Pregnant? A tentative excitement wrestled with her apprehension. One moment joy held sway. In the next, anxiety had gained the upper hand. An unplanned pregnancy? She gulped. It sounded so irresponsible. Irresponsible people shouldn’t be al owed to raise children.

She hugged her handbag. No. She hadn’t been irresponsible. She and Alex had taken precautions. It was just that sometimes, obviously, accidents happened.

She frowned over that word— accident. Her baby wasn’t an accident.

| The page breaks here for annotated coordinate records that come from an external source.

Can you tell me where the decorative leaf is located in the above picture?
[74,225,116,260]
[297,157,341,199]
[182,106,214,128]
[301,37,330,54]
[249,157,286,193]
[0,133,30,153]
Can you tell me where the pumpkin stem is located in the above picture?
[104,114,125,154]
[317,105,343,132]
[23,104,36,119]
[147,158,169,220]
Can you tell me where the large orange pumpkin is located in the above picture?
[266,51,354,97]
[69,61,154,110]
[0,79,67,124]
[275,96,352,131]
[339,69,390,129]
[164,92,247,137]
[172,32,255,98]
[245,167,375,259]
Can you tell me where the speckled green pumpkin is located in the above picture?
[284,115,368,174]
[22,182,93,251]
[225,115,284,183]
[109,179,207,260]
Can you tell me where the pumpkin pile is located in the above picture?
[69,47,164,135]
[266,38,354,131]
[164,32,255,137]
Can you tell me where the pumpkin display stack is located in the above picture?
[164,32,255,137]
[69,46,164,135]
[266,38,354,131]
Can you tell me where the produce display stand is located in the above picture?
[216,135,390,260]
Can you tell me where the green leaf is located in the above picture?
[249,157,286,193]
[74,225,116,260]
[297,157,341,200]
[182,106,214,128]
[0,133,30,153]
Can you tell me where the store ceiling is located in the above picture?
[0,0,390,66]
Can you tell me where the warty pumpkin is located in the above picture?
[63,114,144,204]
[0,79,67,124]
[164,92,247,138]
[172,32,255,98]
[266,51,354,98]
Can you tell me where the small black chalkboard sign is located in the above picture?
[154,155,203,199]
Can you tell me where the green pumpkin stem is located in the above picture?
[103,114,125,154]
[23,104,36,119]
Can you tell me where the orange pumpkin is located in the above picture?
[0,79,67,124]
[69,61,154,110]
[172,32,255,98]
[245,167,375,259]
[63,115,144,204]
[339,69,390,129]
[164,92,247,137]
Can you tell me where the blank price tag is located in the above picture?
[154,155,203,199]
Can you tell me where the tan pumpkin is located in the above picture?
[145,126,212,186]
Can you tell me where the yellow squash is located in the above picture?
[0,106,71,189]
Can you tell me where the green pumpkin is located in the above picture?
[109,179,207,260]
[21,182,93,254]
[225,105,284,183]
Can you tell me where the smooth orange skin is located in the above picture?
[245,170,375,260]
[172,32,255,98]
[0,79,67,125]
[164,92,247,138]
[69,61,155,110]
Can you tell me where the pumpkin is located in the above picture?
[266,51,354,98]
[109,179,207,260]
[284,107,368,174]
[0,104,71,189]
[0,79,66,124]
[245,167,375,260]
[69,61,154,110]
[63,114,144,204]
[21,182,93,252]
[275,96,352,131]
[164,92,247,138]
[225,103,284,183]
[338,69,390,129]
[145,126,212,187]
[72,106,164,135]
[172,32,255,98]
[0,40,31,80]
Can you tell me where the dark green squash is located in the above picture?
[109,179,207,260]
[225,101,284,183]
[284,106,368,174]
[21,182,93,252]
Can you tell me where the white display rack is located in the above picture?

It was lovely, a miracle.

Alex wouldn’t think their baby lovely. He’d definitely think it was an accident, a mistake. She closed her eyes. It was pointless tel ing herself now that she was through with thinking about Alex. They were having a baby. That changed everything.

Her hand moved to her abdomen, cradled it. She imagined the tiny life inside and her mouth went dry.

How on earth would Alex react when she told him the news?

I don’t do long-term, I don’t do marriage and babies, and I certainly don’t do happy families.

Nausea swirled through her. Her eyes stung.

Would Alex reject their child as ruthlessly and dispassionately as he had rejected her? Her throat thickened and then closed over completely. When her train arrived she boarded it like an automaton, found a window seat and concentrated on her breathing.

A baby deserved a mother and a father. Had she robbed her child of that chance because she’d misjudged Alex so badly? She should pay for that mistake, not her baby. She’d messed everything up and now her baby would pay the price.

The rush and clatter of an oncoming train as it sped past her window made her flinch and then sit up suddenly straighter. What was she doing? She couldn’t control how Alex would react, but she could control how she dealt with the news. She had a miracle growing inside her and she wanted this baby with every atom of her being. The weight pressing down on her shoulders melted away. A sm

visit free books ile built up

inside her.

She was having a baby!

The minute Kit entered her apartment she let out a www.dpgroup.org

whoop, shrugged her arms out of her coat and threw it up in the air. She was going to have a baby! And then she danced around the coffee table before fal ing onto the sofa and grinning at the blank screen of her television, at her sound system, at the magazines scattered on the coffee table.

She was going to be a mother.

Her hands formed a protective cocoon across her abdomen. ‘I’m going to be the best mother that ever walked the earth,’ she vowed, making the promise out loud to her unborn child.